The IBT takes a deeper dive into the organizing success of Local 2010…

CALIFORNIA LOVE: LOCAL 2010 BRINGS TEAMSTER ORGANIZING TO HIGHER ED


 

By the International Brotherhood of Teamsters’ Communications Staff

When the Supreme Court handed down Janus V. AFSCME three years ago, many predicted that it would be a blow that the labor movement would never recover from. At the University of California (UC) and California State University (CSU), Local 2010 is proving that nothing could be further from the truth.

“We’ve increased our density dramatically over the past few years, organizing nearly 4,000 new workers into the Teamsters, including 1,300 during the pandemic,” said Jason Rabinowitz, Teamsters Public Services Division Director and Secretary-Treasurer of Local 2010. “We’re going to keep that momentum going, organize thousands more, and use our increased power to win real improvements in pay and working conditions for UC and CSU workers.”

The avalanche of organizing victories that Local 2010 has had illustrates that by implementing a multi-faceted approach to expanding membership, unions can do incredible things.

War of Accretion

Union elections at public colleges and universities in California are regulated by the Higher Education Employer-Employee Relations Act (HEERA) and administered by the Public Employees Relations Board (PERB). Under HEERA, there are several ways these workers can unionize. One is to file a petition for recognition based on a showing that a majority of workers authorize Teamsters representation, which the PERB verifies and then certifies. After a 15-day period where another union can petition for the unit, the workers are granted representation. The other is through a process called accretion.
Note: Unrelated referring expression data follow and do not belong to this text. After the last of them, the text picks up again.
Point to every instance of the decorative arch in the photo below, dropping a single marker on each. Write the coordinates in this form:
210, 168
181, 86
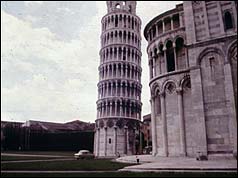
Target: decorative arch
232, 51
167, 82
186, 77
155, 87
168, 40
180, 36
207, 51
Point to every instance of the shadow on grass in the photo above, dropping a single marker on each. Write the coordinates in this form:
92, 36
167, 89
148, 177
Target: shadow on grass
125, 174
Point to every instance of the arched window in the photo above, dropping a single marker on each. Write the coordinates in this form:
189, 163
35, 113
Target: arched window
118, 6
130, 8
116, 21
228, 21
170, 57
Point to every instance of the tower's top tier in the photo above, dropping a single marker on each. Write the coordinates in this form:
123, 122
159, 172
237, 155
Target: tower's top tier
126, 6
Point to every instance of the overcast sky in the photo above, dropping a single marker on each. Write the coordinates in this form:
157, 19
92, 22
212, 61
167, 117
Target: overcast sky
50, 58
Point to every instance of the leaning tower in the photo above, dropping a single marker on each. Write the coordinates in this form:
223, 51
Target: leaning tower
119, 87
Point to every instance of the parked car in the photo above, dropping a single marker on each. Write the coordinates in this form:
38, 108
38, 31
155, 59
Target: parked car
84, 154
147, 150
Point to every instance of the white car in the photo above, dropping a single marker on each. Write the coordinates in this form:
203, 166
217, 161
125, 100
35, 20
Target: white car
84, 154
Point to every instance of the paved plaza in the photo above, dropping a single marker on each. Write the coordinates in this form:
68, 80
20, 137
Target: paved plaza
150, 163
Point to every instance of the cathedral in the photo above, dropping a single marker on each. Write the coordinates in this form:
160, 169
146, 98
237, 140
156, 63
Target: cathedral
192, 52
117, 131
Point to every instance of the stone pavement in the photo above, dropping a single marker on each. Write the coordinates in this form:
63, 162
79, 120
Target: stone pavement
150, 163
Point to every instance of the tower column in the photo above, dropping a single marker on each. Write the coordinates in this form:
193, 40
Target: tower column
115, 141
164, 123
105, 141
181, 118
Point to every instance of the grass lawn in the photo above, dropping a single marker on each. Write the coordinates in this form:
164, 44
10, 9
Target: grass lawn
18, 158
55, 153
124, 174
88, 165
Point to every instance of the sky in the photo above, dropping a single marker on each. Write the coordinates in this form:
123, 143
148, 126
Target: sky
50, 58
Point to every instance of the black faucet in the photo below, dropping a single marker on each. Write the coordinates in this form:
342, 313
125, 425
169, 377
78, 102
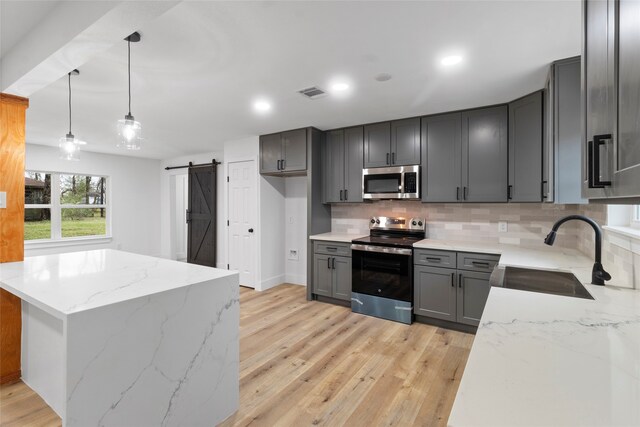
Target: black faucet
598, 275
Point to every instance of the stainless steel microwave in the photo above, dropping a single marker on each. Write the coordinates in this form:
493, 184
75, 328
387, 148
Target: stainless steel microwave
397, 182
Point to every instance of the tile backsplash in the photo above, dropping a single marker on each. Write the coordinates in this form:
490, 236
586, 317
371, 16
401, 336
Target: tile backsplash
528, 223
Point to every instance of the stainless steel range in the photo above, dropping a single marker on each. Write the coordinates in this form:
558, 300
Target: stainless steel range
382, 275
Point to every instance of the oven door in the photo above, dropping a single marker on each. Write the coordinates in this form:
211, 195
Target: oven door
382, 271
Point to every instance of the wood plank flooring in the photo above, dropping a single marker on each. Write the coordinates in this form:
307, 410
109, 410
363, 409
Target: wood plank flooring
310, 363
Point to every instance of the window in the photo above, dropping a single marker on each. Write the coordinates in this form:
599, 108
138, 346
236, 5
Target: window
61, 206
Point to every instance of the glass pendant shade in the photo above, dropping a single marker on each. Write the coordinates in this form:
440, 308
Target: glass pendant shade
129, 133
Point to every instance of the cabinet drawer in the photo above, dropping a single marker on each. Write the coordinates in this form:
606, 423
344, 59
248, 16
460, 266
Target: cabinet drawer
477, 262
434, 258
332, 248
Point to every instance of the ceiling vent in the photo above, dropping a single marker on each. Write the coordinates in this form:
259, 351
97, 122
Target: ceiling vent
313, 92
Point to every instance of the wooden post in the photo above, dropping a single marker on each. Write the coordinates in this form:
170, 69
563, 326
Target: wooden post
12, 154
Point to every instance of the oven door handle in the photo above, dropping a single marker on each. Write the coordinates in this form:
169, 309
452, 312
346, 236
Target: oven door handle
382, 249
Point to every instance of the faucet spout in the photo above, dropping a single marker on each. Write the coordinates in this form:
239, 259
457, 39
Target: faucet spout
598, 274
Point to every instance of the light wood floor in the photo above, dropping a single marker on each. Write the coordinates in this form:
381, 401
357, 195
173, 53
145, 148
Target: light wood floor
309, 363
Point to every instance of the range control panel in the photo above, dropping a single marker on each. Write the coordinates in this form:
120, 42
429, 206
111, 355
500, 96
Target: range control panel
395, 223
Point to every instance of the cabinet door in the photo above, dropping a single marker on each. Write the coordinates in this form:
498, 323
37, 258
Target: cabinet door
567, 131
598, 80
377, 145
484, 155
353, 160
334, 167
441, 158
473, 291
405, 142
627, 176
434, 292
525, 149
270, 153
294, 147
341, 278
322, 275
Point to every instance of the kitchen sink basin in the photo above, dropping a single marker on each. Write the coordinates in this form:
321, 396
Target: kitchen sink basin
544, 281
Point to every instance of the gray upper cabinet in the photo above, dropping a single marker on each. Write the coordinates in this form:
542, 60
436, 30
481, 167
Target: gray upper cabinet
484, 155
284, 153
395, 143
343, 165
435, 292
473, 292
441, 158
294, 148
270, 153
377, 145
611, 94
525, 149
563, 147
405, 142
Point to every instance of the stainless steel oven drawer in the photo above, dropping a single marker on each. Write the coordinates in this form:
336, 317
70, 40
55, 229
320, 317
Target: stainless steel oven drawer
477, 262
332, 248
433, 258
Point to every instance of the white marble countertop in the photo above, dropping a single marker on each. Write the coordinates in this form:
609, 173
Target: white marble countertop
337, 237
63, 284
546, 360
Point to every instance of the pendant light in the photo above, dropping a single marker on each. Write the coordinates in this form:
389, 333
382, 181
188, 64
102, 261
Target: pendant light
130, 130
69, 145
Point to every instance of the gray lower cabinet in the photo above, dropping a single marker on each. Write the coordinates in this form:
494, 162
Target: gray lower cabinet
435, 292
284, 152
332, 272
525, 149
343, 160
395, 143
473, 291
452, 286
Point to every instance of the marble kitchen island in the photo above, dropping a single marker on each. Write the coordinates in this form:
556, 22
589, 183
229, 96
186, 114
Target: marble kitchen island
113, 338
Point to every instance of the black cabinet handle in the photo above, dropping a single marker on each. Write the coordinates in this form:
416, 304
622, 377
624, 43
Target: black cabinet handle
594, 163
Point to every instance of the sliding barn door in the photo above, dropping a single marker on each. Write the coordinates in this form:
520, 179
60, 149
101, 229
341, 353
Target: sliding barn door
201, 216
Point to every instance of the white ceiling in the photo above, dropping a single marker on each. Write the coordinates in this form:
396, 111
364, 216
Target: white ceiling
201, 64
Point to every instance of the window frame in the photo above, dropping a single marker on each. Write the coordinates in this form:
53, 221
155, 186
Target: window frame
55, 208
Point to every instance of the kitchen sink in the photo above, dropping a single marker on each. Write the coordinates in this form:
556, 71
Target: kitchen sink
544, 281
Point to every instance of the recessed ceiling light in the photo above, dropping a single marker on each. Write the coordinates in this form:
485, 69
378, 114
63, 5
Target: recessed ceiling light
383, 77
261, 106
451, 60
339, 87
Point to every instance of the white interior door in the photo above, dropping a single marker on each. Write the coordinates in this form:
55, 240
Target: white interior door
243, 214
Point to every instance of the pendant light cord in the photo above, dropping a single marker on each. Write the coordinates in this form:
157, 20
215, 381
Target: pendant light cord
69, 102
129, 69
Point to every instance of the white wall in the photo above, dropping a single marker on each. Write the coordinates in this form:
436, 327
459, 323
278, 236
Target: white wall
296, 229
134, 197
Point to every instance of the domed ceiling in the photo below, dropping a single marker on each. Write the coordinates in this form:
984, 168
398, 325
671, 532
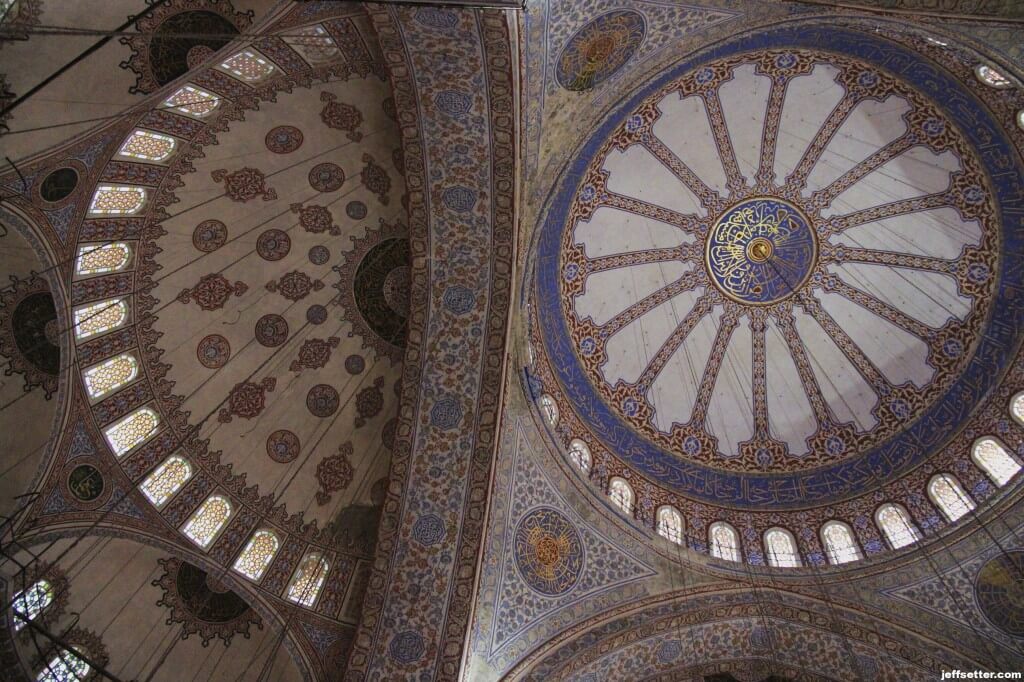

“The accretion process is where we file a petition with the board that says these workers are misclassified; they should be in our existing bargaining unit because the work that they’re doing is similar to the work that is being done by existing members and there is a community of interest there,” Rabinowitz said. “We utilize this process together with our campaign of organizing the workers. That way, when we win recognition, we already have strong support and we are ready to fight for and win a good contract.”